Кофейные истории — страница 531 из 535

– Сколько? – спрашивает Фредерик с улыбкой, указывая на чудовищные, нет, действительно, самые безвкусные на свете чёрно-белые бусы, сделанные из лёгкого матового камня.

Хозяин прилавка – седой, патлатый, в линялом сюртуке, в котором едва угадывается зелёный цвет. Неприятный человек.

– За деньги не продам, но поменяться могу, – оскаливает он мелкие, острые зубы. И – вдруг в упор смотрит на Милдред: – Отдай мне свои сны!

Она разом вспоминает и Абени, и долгие-долгие разговоры, и его – колдуна, мёртвого и страшного. Вечером Фредерик выслушивает её, целует веки – успокаивает; сумасшедший старик, сколько, мол, мы таких повидали?

– Не бери в голову, Милли, – шепчет он, и Милдред действительно забывает.

…до тех пор пока в грязном порту Бхарата взгляд не цепляется за фантасмагорическую фигуру, которой тут быть не должно. Неопрятная седина, проваленный цилиндр, сюртук, чересчур длинные руки… А рядом стоит темнокожая женщина в синем платье.

«Абени», – понимает Милдред.

Становится жутко.

Ночью она обнимает Фредерика не только руками, но и снами – укутывает в свои крылья так, чтобы никто не нашёл, не тронул. И шепчет: «Только бы померещилось, только бы померещилось…» – но то ли слишком тихо просит, то ли некому откликаться, потому что Валх приходит за ними.

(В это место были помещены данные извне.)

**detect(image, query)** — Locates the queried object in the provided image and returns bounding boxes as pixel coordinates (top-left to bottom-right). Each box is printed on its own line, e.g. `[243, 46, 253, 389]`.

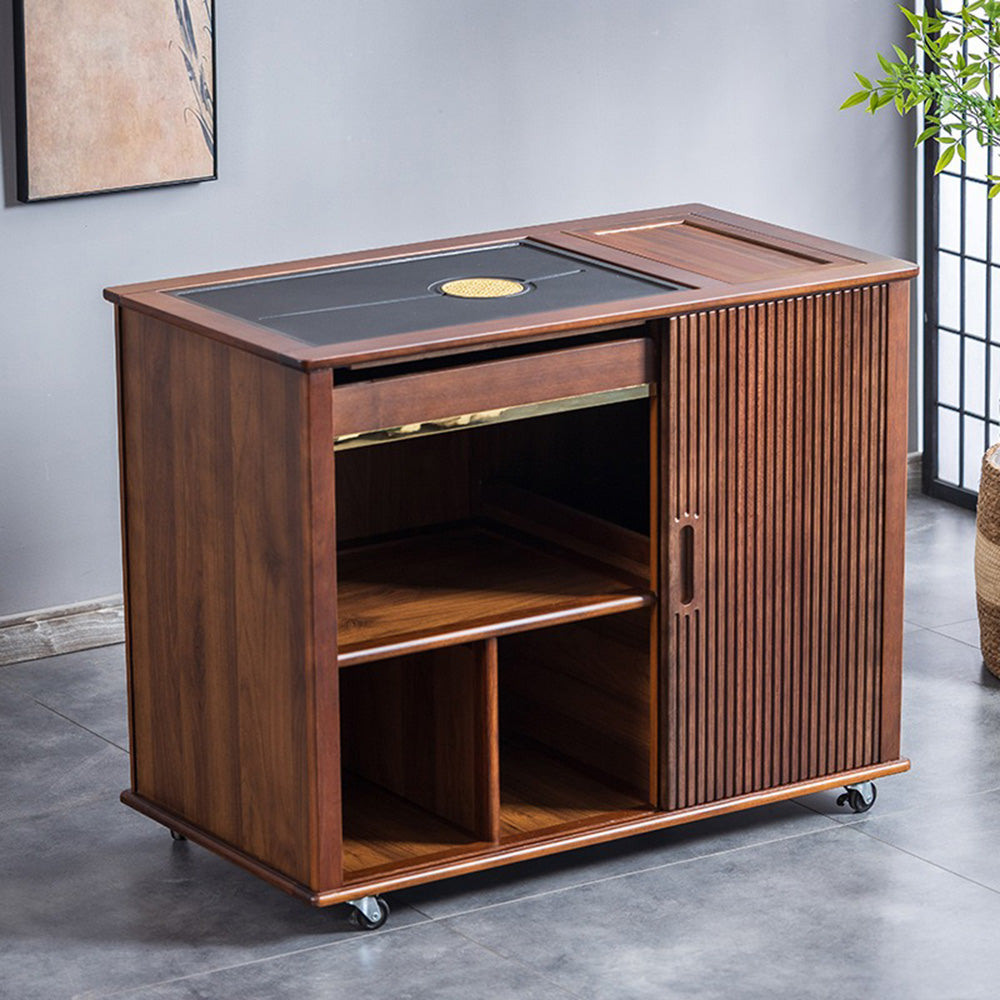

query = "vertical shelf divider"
[478, 638, 500, 844]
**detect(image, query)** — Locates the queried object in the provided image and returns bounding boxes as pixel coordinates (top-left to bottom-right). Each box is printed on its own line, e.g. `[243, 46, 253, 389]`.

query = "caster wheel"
[350, 896, 389, 931]
[837, 783, 878, 813]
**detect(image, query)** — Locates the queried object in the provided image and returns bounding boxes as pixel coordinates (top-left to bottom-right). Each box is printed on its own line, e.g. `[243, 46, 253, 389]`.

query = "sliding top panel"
[104, 204, 916, 371]
[172, 241, 680, 347]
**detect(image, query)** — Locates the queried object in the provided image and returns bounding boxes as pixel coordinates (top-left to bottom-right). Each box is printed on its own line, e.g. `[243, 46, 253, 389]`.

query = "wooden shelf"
[337, 524, 653, 666]
[343, 745, 652, 882]
[500, 744, 651, 843]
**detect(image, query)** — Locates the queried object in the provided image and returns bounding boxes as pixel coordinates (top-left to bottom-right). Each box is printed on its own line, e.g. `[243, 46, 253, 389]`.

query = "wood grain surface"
[338, 525, 653, 667]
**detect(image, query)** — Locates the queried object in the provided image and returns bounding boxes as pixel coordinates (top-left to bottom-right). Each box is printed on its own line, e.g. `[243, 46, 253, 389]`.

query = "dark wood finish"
[336, 431, 476, 545]
[107, 205, 914, 905]
[121, 760, 910, 906]
[340, 643, 497, 840]
[872, 284, 910, 760]
[338, 526, 653, 667]
[500, 745, 649, 843]
[572, 211, 861, 284]
[120, 312, 339, 885]
[480, 482, 653, 587]
[333, 338, 654, 436]
[105, 205, 916, 369]
[661, 285, 905, 809]
[499, 609, 656, 804]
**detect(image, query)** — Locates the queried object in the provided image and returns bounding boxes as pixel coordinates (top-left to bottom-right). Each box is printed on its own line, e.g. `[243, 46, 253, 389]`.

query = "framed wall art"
[14, 0, 217, 201]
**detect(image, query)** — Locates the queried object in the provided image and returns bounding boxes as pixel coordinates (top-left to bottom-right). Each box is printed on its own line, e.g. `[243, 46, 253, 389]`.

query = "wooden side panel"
[120, 312, 340, 887]
[340, 640, 499, 840]
[660, 285, 906, 809]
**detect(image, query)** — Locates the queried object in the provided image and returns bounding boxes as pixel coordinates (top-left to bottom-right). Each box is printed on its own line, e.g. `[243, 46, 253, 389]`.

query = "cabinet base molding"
[121, 757, 910, 906]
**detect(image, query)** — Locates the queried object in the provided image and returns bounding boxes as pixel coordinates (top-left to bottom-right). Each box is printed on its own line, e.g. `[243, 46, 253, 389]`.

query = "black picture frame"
[13, 0, 219, 203]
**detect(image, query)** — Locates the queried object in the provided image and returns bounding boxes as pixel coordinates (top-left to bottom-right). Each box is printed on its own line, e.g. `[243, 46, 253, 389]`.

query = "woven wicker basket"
[976, 444, 1000, 677]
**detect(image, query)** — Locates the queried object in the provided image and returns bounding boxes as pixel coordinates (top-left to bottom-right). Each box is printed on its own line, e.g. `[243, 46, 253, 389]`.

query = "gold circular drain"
[438, 278, 528, 299]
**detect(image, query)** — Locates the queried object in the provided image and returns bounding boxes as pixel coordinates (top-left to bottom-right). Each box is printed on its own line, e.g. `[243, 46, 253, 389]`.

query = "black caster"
[347, 896, 389, 931]
[837, 781, 878, 812]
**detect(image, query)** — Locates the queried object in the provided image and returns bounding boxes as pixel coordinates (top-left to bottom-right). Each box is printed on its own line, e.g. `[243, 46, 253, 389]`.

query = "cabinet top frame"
[104, 204, 917, 371]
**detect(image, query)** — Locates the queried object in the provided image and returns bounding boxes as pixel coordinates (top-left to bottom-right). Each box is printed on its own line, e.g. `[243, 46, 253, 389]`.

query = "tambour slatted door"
[660, 284, 905, 809]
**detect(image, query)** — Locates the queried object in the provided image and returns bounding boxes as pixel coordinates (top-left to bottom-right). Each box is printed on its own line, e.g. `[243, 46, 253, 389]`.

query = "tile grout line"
[848, 823, 1000, 896]
[72, 916, 440, 1000]
[448, 927, 585, 1000]
[28, 695, 128, 754]
[74, 817, 841, 1000]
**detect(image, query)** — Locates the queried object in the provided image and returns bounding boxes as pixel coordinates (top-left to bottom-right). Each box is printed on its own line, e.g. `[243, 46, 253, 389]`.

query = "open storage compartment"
[336, 364, 656, 883]
[497, 609, 656, 843]
[340, 643, 496, 882]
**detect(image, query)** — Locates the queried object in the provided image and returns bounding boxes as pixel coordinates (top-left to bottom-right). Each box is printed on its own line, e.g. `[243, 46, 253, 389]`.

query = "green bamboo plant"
[841, 0, 1000, 198]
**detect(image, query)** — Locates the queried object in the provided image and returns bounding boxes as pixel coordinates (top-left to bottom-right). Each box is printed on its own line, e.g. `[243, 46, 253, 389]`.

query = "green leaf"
[934, 146, 955, 174]
[840, 90, 868, 111]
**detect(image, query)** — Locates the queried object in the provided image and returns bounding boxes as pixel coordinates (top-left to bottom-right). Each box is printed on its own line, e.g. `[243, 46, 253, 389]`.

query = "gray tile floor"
[0, 498, 1000, 1000]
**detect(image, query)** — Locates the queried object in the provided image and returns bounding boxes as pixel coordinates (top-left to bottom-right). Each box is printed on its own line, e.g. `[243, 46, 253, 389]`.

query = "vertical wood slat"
[660, 285, 908, 809]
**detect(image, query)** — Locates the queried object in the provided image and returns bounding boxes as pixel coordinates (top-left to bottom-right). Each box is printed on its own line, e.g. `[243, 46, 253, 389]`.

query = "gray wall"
[0, 0, 915, 615]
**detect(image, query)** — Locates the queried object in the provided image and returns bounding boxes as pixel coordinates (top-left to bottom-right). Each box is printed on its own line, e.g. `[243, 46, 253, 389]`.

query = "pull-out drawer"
[333, 337, 653, 443]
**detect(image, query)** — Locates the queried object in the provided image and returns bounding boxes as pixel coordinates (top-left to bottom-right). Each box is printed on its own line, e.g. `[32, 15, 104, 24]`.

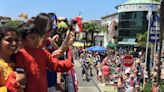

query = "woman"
[0, 27, 25, 92]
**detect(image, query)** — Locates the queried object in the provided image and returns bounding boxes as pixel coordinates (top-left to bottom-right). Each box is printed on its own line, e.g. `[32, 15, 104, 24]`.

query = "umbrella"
[107, 42, 117, 48]
[87, 46, 107, 52]
[73, 42, 90, 47]
[73, 42, 84, 47]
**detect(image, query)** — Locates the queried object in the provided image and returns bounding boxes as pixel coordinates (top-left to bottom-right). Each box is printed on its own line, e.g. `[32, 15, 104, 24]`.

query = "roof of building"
[122, 0, 160, 5]
[101, 12, 117, 19]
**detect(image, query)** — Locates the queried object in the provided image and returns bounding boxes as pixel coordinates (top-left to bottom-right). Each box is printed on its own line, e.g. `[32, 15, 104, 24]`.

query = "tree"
[82, 20, 107, 45]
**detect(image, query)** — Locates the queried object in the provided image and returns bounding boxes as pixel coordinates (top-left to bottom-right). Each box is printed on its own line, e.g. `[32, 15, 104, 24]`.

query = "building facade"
[116, 0, 160, 45]
[101, 13, 118, 46]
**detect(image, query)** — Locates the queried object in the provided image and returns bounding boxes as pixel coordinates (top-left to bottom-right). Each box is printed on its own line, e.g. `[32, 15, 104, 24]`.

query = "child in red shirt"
[16, 24, 73, 92]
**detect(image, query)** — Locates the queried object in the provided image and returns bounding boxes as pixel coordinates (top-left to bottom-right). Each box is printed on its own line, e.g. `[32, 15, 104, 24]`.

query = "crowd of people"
[75, 47, 160, 92]
[0, 13, 74, 92]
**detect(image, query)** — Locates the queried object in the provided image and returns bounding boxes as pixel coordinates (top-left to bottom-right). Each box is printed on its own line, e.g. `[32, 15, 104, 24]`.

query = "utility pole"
[157, 0, 164, 83]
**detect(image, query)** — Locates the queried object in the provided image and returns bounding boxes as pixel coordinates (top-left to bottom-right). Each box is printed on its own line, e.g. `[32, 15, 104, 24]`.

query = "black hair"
[0, 26, 18, 63]
[34, 13, 53, 33]
[0, 26, 18, 41]
[19, 23, 43, 39]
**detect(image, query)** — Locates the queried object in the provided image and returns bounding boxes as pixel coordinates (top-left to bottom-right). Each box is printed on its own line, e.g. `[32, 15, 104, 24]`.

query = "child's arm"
[52, 31, 75, 58]
[44, 47, 73, 72]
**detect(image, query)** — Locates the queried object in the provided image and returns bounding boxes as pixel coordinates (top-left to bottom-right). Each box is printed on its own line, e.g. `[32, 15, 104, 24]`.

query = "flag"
[74, 16, 83, 32]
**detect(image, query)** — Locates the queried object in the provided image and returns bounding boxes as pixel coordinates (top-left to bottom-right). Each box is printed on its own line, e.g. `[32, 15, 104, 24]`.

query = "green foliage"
[5, 20, 20, 28]
[144, 81, 164, 92]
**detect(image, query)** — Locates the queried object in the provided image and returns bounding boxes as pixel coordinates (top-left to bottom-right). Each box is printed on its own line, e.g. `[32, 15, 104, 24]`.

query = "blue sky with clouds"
[0, 0, 127, 20]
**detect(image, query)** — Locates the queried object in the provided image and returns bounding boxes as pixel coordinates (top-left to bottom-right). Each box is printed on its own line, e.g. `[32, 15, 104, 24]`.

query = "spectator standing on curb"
[101, 63, 110, 85]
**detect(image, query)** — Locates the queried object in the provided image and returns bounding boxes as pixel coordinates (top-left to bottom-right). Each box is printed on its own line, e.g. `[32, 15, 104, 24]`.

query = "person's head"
[0, 26, 20, 56]
[20, 24, 43, 48]
[34, 13, 53, 36]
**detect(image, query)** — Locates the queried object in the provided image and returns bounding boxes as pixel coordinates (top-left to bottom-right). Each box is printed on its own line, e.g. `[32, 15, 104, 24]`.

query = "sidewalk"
[98, 83, 117, 92]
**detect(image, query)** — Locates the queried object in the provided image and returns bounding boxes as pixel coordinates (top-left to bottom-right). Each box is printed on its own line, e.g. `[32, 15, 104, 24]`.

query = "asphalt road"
[75, 60, 103, 92]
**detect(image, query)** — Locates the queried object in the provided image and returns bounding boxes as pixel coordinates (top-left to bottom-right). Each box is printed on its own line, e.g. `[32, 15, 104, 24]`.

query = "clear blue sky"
[0, 0, 127, 20]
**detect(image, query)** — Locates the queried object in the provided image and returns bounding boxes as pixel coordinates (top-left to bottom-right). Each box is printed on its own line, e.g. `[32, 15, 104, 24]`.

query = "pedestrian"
[101, 63, 110, 85]
[117, 76, 124, 92]
[16, 24, 73, 92]
[0, 26, 26, 92]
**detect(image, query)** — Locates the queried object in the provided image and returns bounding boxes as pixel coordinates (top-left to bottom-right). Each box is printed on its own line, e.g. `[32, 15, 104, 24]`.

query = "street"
[74, 60, 116, 92]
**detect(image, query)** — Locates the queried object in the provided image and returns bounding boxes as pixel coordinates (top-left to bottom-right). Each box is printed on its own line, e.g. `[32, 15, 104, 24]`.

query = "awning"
[118, 38, 137, 45]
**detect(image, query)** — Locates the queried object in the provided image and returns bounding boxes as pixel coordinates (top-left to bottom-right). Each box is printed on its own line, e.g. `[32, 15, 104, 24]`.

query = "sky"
[0, 0, 125, 20]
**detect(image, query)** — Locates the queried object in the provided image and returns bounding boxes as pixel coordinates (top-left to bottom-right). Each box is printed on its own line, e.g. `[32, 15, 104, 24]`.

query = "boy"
[16, 24, 73, 92]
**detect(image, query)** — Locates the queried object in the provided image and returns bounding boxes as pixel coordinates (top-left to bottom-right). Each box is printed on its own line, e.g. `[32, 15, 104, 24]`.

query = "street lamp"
[143, 4, 153, 88]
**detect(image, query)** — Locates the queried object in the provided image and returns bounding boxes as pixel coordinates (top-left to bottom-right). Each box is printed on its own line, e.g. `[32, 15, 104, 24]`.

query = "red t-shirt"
[16, 48, 72, 92]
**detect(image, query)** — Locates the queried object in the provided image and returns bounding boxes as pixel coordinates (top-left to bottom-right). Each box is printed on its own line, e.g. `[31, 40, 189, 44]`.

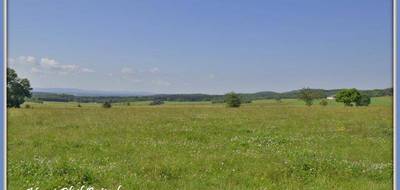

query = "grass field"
[8, 97, 393, 189]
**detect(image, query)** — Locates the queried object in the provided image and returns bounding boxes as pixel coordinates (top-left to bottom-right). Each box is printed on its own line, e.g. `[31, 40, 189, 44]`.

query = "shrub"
[7, 68, 32, 108]
[103, 102, 111, 108]
[242, 100, 253, 104]
[336, 88, 361, 106]
[149, 100, 164, 106]
[274, 95, 282, 103]
[319, 99, 328, 106]
[298, 88, 316, 106]
[356, 94, 371, 106]
[225, 92, 242, 108]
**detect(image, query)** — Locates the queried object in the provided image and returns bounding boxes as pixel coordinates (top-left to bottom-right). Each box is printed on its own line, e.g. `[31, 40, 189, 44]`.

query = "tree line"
[7, 68, 393, 107]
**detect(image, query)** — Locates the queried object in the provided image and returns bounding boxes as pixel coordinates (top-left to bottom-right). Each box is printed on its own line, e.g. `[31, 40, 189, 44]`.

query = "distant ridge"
[31, 88, 393, 102]
[32, 88, 153, 96]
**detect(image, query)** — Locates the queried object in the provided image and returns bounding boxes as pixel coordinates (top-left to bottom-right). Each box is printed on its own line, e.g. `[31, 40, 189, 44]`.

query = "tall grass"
[7, 98, 393, 189]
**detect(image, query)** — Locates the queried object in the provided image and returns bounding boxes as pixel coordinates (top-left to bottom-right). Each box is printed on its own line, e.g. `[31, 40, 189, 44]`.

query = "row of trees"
[299, 88, 371, 106]
[224, 88, 371, 107]
[7, 68, 371, 108]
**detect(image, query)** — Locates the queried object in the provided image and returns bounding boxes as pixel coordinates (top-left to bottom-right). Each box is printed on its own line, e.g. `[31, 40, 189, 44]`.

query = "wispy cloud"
[149, 67, 160, 74]
[152, 80, 171, 86]
[121, 67, 135, 75]
[9, 56, 95, 74]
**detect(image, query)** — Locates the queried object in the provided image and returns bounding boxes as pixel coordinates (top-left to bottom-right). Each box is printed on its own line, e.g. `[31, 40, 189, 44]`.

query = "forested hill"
[30, 88, 393, 102]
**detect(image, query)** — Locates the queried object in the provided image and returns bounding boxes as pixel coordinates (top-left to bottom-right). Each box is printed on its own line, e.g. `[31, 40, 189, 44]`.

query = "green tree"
[7, 68, 32, 108]
[356, 94, 371, 106]
[298, 88, 316, 106]
[319, 99, 328, 106]
[336, 88, 361, 106]
[274, 95, 282, 103]
[103, 102, 111, 108]
[149, 99, 164, 106]
[225, 92, 242, 108]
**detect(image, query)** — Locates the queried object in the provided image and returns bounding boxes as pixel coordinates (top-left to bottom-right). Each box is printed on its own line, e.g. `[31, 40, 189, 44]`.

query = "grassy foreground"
[7, 97, 393, 189]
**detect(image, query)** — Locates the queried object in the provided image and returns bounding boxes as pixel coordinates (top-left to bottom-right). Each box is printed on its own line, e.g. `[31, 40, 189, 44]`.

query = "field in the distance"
[7, 97, 393, 189]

Кружит рядом, не переступая невидимой черты; не приближается, но и не позволяет забыть о себе. Будь Милдред одна, она бы никогда не испугалась снов, ведь всегда можно оттолкнуться посильнее от своих страхов и улететь прочь, на худой конец – проснуться, но… но Фред так не умеет.

Впрочем, ничего не происходит очень долго, и напряжение потихоньку отпускает – где-то между Чжаньской Империей и поездом, который уходит на север. «Моих сил хватит, – думает Милдред, смежая веки, когда наступает ночь. Сон стелется вокруг, словно туман, щекочет лицо, точно пёрышки. – Если надо, то и на двоих». Ей снится Абени – она стоит на другом берегу широкой чёрной реки и кричит что-то с искажённым от ужаса лицом, но из-за шума воды ни слова не разобрать; грудь сжимается от дурных предчувствий. Пробуждение даётся с трудом, словно приходится идти через ряды сохнущих простыней, раздвигая до бесконечности мокрую холодную ткань, и в конце сил не остаётся никаких.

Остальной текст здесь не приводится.